The government plans to focus spending in the 2010 budget on rebuilding roads, schools and hospitals in areas formerly controlled by the LTTE, the Ministry of Finance said in July.
The central bank on Sept. 11 lowered the reverse repurchase rate to 10.5 percent from 11 percent. The repurchase rate was lowered to 8 percent from 8.5 percent.
“Right Track”
Central Bank Governor Nivard Cabraal said in August the $41 billion economy is on the “right track.” The bank expects lower borrowing costs and reconstruction spending to help boost 2009 economic growth to as much as 4.5 percent.
Standard & Poor’s raised its outlook on the island’s credit rating on Aug. 25 to stable from negative, citing improved foreign-exchange reserves.

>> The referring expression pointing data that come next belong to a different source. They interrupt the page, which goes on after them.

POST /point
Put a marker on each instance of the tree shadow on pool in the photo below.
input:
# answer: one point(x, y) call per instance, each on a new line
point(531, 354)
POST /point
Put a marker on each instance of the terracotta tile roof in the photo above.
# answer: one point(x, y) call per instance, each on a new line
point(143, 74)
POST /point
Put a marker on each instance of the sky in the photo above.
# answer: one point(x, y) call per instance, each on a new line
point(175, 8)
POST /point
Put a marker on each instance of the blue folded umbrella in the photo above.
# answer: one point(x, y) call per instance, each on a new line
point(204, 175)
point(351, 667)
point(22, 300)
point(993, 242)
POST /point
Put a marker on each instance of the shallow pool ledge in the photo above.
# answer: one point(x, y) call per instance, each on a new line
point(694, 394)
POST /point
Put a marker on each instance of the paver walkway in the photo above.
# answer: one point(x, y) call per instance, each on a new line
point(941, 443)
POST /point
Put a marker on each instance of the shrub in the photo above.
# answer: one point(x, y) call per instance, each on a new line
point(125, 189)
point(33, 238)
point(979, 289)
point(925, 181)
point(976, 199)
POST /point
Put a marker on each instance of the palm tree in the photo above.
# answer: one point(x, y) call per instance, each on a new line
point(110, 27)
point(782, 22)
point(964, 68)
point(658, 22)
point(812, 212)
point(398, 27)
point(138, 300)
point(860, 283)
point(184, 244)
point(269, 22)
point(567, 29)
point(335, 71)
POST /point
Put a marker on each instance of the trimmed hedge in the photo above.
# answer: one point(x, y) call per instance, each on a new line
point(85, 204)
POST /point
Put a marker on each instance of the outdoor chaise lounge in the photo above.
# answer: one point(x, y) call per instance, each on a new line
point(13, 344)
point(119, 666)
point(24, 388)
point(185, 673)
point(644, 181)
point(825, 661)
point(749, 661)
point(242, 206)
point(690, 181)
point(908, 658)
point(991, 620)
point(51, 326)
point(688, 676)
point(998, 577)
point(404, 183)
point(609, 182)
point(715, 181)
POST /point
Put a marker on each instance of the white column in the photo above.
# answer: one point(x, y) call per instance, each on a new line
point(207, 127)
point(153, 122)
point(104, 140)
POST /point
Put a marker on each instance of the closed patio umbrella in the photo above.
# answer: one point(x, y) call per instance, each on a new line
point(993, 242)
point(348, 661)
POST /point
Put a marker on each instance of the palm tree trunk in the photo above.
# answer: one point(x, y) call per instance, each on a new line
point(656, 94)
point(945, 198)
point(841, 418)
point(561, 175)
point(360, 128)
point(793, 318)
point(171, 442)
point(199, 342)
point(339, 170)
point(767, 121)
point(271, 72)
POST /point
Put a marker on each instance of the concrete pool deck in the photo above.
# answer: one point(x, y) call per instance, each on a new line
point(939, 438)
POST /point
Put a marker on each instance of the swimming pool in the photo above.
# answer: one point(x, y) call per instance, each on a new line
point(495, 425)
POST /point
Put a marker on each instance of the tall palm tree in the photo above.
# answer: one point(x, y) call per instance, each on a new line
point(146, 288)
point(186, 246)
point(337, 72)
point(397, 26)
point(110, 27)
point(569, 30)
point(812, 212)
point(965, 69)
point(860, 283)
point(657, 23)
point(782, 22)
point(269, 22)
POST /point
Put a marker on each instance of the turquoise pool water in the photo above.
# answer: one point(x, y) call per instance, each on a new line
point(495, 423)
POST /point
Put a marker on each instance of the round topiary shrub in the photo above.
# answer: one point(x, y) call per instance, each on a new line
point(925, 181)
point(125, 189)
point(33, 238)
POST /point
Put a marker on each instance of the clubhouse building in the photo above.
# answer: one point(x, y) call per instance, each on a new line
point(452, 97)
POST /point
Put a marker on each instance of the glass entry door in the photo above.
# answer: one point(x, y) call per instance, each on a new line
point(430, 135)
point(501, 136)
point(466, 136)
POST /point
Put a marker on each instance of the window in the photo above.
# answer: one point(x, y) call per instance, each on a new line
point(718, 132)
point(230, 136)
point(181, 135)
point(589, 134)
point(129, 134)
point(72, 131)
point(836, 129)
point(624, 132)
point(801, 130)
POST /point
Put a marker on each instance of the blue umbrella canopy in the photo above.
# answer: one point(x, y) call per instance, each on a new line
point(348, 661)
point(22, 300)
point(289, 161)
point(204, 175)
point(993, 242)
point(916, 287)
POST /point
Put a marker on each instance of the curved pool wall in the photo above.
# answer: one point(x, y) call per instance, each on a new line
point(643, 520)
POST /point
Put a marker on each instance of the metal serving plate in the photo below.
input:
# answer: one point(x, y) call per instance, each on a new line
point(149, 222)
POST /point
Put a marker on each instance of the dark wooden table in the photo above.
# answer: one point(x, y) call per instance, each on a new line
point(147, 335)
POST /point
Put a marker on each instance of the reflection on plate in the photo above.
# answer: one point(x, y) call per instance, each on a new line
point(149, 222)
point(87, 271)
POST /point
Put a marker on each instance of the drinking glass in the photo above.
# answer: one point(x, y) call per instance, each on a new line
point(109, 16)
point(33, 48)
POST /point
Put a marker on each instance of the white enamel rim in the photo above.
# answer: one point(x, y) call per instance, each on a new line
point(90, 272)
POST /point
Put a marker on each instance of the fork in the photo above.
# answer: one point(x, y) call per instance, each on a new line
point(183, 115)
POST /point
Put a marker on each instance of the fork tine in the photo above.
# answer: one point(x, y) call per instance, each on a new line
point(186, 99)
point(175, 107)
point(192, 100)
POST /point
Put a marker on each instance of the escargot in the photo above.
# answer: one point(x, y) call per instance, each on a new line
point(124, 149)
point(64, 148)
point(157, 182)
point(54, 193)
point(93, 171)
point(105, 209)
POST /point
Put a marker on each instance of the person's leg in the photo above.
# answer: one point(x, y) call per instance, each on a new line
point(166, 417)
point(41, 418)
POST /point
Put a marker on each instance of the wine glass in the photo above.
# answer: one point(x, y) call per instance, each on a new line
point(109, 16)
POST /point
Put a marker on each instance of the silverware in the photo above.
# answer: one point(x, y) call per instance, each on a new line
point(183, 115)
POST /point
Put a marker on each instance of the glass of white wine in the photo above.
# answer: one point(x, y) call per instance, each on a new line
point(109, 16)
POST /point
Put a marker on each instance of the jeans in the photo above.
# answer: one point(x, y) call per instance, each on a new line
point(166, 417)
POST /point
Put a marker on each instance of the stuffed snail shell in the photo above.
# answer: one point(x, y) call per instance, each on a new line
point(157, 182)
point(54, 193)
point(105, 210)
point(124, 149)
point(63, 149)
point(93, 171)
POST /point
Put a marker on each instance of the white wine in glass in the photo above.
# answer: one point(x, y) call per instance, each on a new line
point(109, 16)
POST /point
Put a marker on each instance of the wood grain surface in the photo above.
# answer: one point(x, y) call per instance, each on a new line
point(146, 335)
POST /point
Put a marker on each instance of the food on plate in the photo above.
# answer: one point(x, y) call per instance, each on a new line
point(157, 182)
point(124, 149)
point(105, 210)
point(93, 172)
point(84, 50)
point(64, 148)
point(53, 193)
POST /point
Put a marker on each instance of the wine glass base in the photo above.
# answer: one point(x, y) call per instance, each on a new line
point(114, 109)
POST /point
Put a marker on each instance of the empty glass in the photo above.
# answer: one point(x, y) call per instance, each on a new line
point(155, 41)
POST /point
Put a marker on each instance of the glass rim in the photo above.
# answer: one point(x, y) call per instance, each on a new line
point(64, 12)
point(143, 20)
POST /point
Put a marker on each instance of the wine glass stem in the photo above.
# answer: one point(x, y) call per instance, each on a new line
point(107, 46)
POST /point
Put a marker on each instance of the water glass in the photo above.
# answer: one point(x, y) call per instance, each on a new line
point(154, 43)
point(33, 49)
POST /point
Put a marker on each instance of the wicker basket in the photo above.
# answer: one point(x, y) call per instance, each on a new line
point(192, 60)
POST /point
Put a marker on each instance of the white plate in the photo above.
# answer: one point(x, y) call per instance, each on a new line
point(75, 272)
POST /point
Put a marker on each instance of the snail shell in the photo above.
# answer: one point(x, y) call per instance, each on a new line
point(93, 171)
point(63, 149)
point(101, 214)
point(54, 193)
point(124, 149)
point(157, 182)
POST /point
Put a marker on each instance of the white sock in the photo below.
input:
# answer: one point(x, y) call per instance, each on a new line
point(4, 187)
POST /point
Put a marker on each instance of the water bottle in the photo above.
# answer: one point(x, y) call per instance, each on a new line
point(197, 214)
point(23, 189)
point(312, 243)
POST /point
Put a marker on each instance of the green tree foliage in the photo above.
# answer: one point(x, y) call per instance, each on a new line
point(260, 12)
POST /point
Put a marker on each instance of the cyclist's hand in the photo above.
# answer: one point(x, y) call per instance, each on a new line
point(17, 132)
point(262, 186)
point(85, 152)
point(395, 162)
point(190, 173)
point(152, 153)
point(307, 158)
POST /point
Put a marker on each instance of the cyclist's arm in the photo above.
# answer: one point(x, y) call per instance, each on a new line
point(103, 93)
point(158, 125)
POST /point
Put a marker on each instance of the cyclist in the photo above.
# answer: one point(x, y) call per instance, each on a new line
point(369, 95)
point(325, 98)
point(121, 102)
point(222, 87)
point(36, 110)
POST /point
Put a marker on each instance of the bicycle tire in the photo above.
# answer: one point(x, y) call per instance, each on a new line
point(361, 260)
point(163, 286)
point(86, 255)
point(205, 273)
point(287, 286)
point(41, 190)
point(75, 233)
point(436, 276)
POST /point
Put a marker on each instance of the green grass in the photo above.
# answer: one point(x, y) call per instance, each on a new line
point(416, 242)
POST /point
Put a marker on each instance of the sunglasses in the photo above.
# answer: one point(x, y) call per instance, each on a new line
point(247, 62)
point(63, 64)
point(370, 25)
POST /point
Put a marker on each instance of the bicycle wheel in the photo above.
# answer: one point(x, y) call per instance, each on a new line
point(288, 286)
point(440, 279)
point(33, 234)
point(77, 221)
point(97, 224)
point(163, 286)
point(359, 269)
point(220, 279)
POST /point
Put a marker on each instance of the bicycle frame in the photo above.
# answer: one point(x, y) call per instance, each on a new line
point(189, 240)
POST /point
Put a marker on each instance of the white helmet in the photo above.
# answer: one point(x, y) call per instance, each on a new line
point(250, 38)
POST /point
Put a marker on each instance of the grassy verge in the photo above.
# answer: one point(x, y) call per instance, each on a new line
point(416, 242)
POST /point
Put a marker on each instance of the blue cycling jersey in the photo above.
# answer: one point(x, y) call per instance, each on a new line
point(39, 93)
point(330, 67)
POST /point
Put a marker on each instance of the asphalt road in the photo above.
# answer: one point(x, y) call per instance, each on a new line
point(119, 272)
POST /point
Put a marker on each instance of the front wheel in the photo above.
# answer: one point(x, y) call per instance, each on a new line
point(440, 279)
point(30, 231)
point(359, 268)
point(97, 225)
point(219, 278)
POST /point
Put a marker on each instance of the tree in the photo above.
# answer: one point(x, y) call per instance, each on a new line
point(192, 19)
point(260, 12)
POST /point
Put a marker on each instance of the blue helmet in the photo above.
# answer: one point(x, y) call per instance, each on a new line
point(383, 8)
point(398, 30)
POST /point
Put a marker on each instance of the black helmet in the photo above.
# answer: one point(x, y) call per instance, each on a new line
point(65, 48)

The International Monetary Fund, which approved a $2.6 billion loan to Sri Lanka in July, on Sept. 22
increased the country’s 2009 growth forecast to 3.5 percent from a July estimate of 3 percent.
Sri Lanka’s economic growth accelerated for the first time in a year last quarter as the end of the war spurred rebuilding and consumer demand. Gross domestic product expanded 2.1 percent from a year earlier after gaining 1.5 percent the previous three months.